This part of the sketch is surprisingly short! The OpenCV instance reads a frame from the Webcam, converts it to grayscale, then sets the contrast and brightness. The only weird part of the sketch is the opencv.detect(...) stuff, I'm not sure exactly what happens there. But the result is that there is an array of rectangles which represent the coordinates of the detected faces, which is exactly what we were hoping for! After saving the detection algorithm, the image captured from the webcam is displayed in the window. Finally, there's a loop that draws a rectangle around each of the 'faces' that were detected using the coordinates in the faces array. This last part was the key in figuring out how to control a servo with data from the OpenCV library. Since we are given the x and y coordinates of the faces, we can use these coordinates to direct the servo! Let's move onto the final sketch, where we use data from the OpenCV algorithm to move the pan/tilt camera and keep a face in the center of the picture.

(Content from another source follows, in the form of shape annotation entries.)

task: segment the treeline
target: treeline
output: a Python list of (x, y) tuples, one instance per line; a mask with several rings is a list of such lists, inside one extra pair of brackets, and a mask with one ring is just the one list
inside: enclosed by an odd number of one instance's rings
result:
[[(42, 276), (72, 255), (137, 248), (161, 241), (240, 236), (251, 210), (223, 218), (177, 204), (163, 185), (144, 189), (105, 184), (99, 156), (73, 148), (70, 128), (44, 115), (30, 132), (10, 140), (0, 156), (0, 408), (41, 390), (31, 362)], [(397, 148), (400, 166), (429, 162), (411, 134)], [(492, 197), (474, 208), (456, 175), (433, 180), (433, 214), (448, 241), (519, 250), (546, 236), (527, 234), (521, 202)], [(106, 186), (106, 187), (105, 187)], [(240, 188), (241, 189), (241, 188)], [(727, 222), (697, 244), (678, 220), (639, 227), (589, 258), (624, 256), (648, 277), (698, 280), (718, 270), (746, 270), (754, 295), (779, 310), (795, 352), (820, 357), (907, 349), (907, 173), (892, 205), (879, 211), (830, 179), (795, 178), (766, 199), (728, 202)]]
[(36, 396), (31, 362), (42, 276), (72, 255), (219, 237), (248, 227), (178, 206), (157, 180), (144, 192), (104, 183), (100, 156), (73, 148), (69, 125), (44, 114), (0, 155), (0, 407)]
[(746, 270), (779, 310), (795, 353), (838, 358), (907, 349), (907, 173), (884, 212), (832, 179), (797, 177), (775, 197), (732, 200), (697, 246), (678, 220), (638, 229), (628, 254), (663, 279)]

## Final Processing Sketch: Pan/Tilt Face Tracking

We now have two sketches that look like they can implement a face tracking application. The Arduino sketch will allow us to set the pan/tilt angles of the webcam by sending serial strings from a computer to the Arduino, and the Processing sketch will give us x and y coordinates of a face in a frame. The plan is to try and keep the x and y coordinates of the face in the center area of the screen by moving the webcam left/right and up/down based on the current x and y coordinates. In order to get this working, though, we still need to change the processing sketch so that it can send serial commands to the Arduino. If you haven't downloaded the PanTiltFaceTracking Processing sketch, do so now and extract it to your Processing sketchbook. Once you're ready open the sketch in Processing. If you want to skip the description and get straight to the demonstration make sure a webcam is plugged into the computer and that the Arduino is plugged into the computer with a USB cable, and also provide an external 9V DC power supply to the Arduino. Once the hardware is setup just press run.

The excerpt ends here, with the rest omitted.